Los historiadores romanos describen la zona celtibérica como “áspera, montañosa y por lo general estéril”, condicionada por la dureza del clima, con fuertes heladas y abundantes nevadas, y azotada por el terrible viento norte, denominado “cizicus” (cierzo).
Aunque existe discordancia entre los historiadores de la antigüedad, se puede deducir de sus noticias, referidas a los siglos II y I a.C, que se da el nombre de Celtiberia al territorio situado en el reborde montañoso donde se encajan las cordilleras Ibérica y Central y sus zonas aledañas, donde se establecen las divisorias de las cuencas del Tajo, Ebro y Duero, es decir, la zona oriental de la Meseta Norte y el lado derecho de la cuenca media del Ebro. Su extensión máxima vendría delimitada por los apelativos de extremo con que se citan algunas ciudades: Clunia, Celtiberia finis; Ercavica, caput celtiberiae y Contrebia, caput gentis celtiberorum.
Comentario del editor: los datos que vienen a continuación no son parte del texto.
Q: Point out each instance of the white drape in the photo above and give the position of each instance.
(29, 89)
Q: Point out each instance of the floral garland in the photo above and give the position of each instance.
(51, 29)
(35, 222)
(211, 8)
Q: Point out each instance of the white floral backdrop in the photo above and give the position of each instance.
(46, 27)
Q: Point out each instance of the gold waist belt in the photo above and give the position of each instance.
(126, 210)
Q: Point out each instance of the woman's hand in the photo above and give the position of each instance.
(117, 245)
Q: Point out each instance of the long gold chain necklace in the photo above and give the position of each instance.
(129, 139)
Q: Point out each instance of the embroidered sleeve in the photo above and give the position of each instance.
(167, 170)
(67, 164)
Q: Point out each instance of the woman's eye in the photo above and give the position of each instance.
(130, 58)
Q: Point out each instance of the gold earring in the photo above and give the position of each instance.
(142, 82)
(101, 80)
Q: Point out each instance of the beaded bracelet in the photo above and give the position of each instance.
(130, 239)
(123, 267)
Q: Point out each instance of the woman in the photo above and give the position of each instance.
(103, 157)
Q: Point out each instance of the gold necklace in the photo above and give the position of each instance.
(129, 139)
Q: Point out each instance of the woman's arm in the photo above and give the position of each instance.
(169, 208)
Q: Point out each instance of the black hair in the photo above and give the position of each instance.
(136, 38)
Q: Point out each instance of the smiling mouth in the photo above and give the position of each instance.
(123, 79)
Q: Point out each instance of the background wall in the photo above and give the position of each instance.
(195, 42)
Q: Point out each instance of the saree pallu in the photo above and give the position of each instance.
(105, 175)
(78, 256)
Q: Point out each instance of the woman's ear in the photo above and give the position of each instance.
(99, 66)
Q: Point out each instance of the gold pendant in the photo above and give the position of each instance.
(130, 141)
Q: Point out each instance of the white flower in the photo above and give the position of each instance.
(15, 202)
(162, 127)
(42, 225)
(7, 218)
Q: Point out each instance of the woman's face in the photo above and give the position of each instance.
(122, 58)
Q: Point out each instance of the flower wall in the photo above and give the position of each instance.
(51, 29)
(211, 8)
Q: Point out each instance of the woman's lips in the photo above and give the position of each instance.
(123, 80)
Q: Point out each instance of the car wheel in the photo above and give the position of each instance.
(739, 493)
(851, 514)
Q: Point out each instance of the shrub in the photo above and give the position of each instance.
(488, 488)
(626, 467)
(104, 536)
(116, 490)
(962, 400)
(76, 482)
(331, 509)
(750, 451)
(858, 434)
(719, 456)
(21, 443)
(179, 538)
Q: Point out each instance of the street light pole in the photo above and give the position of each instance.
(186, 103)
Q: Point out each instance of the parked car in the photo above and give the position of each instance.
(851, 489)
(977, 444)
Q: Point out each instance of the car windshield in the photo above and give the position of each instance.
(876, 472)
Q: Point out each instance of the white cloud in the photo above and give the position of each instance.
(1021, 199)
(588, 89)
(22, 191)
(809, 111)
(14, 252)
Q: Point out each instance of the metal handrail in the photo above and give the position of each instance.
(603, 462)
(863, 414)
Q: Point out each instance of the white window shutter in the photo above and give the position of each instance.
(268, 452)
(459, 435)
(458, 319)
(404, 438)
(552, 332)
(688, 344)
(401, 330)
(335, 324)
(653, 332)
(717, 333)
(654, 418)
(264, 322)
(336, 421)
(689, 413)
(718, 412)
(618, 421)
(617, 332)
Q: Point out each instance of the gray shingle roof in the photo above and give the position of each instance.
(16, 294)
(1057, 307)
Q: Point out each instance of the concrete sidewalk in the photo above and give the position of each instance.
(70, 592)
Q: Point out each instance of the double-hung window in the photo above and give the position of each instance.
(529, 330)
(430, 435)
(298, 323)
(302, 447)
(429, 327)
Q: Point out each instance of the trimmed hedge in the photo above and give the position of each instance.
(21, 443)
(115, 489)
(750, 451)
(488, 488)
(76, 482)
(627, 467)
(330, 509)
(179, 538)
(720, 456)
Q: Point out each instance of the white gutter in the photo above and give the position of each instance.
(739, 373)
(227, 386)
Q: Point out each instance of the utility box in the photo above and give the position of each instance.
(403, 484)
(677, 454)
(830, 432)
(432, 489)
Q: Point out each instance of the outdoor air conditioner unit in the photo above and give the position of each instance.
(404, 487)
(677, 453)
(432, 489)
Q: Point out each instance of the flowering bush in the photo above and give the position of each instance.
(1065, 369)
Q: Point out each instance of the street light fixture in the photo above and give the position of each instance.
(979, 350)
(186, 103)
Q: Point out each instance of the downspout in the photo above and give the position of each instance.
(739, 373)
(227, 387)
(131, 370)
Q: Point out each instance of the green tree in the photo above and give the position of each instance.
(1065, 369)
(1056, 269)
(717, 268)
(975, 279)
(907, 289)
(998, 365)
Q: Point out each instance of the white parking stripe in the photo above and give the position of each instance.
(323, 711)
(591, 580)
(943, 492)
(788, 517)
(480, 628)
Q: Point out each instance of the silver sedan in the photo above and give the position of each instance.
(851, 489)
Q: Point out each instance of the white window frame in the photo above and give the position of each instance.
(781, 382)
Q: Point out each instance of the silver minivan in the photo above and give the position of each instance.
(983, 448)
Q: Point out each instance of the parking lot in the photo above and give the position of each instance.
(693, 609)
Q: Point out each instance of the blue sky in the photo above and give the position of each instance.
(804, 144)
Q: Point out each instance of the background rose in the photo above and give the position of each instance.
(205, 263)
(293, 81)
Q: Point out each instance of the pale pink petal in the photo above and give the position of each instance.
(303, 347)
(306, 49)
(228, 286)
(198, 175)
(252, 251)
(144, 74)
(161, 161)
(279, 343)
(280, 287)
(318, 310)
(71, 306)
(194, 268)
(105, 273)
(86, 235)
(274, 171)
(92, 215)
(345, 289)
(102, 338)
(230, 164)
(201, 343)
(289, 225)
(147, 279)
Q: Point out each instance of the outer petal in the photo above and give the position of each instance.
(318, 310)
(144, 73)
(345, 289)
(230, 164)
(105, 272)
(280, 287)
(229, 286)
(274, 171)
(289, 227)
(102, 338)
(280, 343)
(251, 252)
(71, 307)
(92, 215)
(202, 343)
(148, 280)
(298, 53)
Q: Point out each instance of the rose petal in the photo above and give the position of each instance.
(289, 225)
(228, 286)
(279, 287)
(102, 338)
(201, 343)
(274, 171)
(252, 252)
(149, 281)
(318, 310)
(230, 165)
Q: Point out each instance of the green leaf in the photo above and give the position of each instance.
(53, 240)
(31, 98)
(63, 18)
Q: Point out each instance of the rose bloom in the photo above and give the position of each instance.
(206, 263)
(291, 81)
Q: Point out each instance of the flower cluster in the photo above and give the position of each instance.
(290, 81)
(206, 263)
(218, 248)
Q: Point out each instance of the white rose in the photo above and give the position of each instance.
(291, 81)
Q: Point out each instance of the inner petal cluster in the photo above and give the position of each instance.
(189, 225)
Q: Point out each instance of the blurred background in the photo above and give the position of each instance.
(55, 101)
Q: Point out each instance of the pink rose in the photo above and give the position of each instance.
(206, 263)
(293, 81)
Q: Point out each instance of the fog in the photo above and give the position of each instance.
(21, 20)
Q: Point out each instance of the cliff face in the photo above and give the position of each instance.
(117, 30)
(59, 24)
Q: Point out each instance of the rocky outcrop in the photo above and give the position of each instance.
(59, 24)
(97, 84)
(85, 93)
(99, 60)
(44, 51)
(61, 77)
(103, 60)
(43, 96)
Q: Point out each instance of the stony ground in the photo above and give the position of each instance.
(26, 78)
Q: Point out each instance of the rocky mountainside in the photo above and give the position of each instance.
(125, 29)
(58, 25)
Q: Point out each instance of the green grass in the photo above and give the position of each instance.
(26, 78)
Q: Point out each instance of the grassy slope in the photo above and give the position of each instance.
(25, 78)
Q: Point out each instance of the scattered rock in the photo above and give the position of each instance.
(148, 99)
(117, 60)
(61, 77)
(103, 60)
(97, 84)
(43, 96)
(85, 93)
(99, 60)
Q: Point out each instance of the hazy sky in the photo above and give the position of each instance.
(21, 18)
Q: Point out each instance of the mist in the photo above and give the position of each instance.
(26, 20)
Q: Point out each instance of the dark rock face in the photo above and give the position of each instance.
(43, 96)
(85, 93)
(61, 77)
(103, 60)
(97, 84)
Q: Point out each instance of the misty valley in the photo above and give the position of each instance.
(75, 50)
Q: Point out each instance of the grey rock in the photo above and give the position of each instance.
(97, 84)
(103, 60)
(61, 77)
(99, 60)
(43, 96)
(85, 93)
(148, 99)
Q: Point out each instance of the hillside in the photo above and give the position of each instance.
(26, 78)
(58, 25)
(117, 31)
Se diferencia la Celtiberia Citerior, de mayores posibilidades agrícolas y riqueza básica, más abierta a influencias exteriores provenientes fundamentalmente del Mediterráneo ibérico, de la Celtiberia Ulterior, circunscrita al Alto Duero, con predominio ganadero y más marginada de los focos económicos y caminos dominantes.
Una fuente o recurso destacado por los autores clásicos está en relación con la riqueza férrica y argentífera del Moncayo, ya que Posidonio, Marcial y Justino alaban la calidad de los aceros templados en las aguas de los ríos celtibéricos. Sus especiales características llevaron al ejército romano a adoptar la espada peninsular, el “gladius hispaniensis”.